Britain actually did have some history of fascist sympathizing. Hearts of Iron 4 players will recognize the figure of Oswald Mosley who started a Fascist Party in the Thirties. Luckily outside of alt-history mods, he was just a small nasty footnote. Major Nazi leaders like Rudolph Hess believed enough in a secret cabal of British sympathizers that he tried to land in Britain and end the war early in 1941. By 1957, though, good Englishmen dressing in Nazi uniforms would have been the height of terror for a British audience.
Unfortunately, Quatermass II just does not do much with any of this except have a lot of dull gunfights in gray industrial spaces.
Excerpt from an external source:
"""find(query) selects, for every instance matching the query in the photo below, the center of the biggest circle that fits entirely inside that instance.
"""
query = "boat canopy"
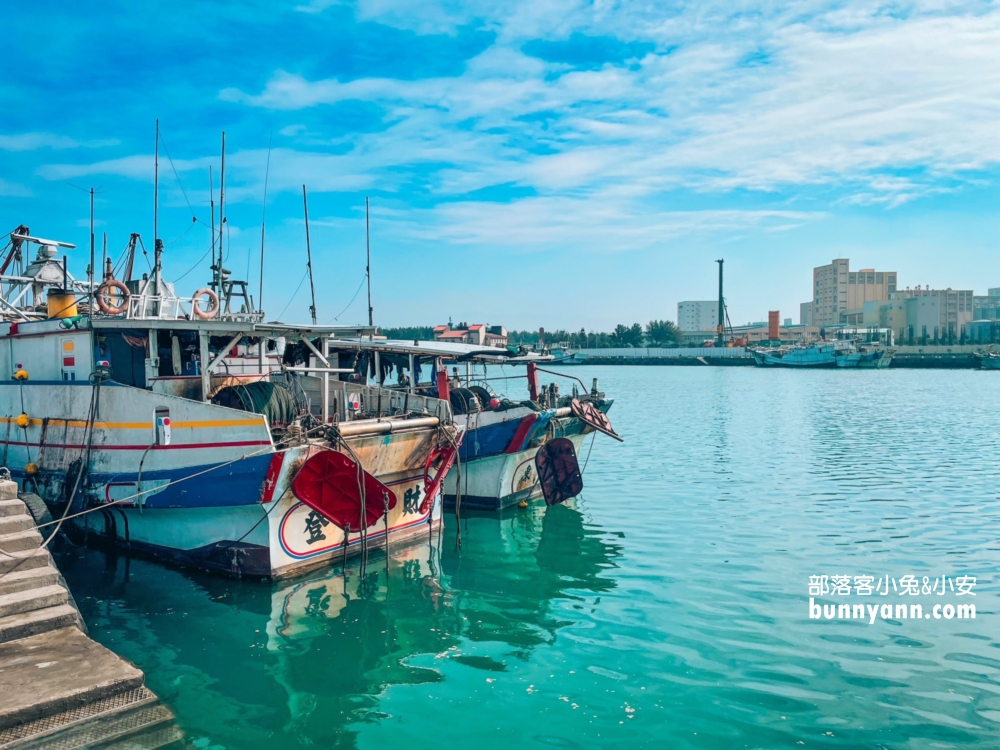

Luckily for the world, these aliens make Imperial Stormtroopers look like Yusuf Dikec. Brian Donlevy is not action star, he was in his fifties when this movie came out and shaped like a man who enjoys his liquor. (Wikipedia gleefully reports rumors on set telling us that Donlevy enjoyed liquor quite a bit.) Still, our Prof spends a lot of the movie running from machine gunners or driving off in big luxury cars. Thankfully no matter how many bullets they fire, the zombies just never can hit our hero. Later, Prof. Quatermass will be joined by a proletarian rebellion from the local still-human construction worker towns, who with surprising ease, out-fight the alien army. There's a lot of bloodshed, most of Quatermass's team gets killed in the war, but humanity prevails not really thanks to scientific know-how or quick thinking, just better aim.
As a horror movie, Quatermass II is a a disappointment in comparison to the original. The most gore we get is with the carbuncle-like sores the alien infection leaves on its host. Broadhead is covered in alien slime and we're told it burns him to death, but the actor is obviously just covered in harmless oil. The coolest visuals are when we finally see the final boss alien organism in full view, which are these kaiju blobs rolling around, smashing miniatures. These effects are no Godzilla, not even a Gorgo, but I appreciate a kaiju monster when I get one.
Val Guest gets a lot of mileage out of shooting interesting angles from in the oil refinery most of Quatermass II was filmed at. He uses the space well but... the story just is not good this time. By the halfway mark, we've seen all of Quatermass II's tricks, and all that is left is repetitive combat. Too many scenes of shooting, not enough science fiction. All the gunplay in the world cannot make up for a plot that lacks the visceral ooze that Quatermass I had. Eventually Star Wars will find a way to make fighting space fascists not boring, but George Lucas is only thirteen now in 1957. We have a long way to go.
Anyway, we have one final Quatermass movie to go, and this one will not disappoint.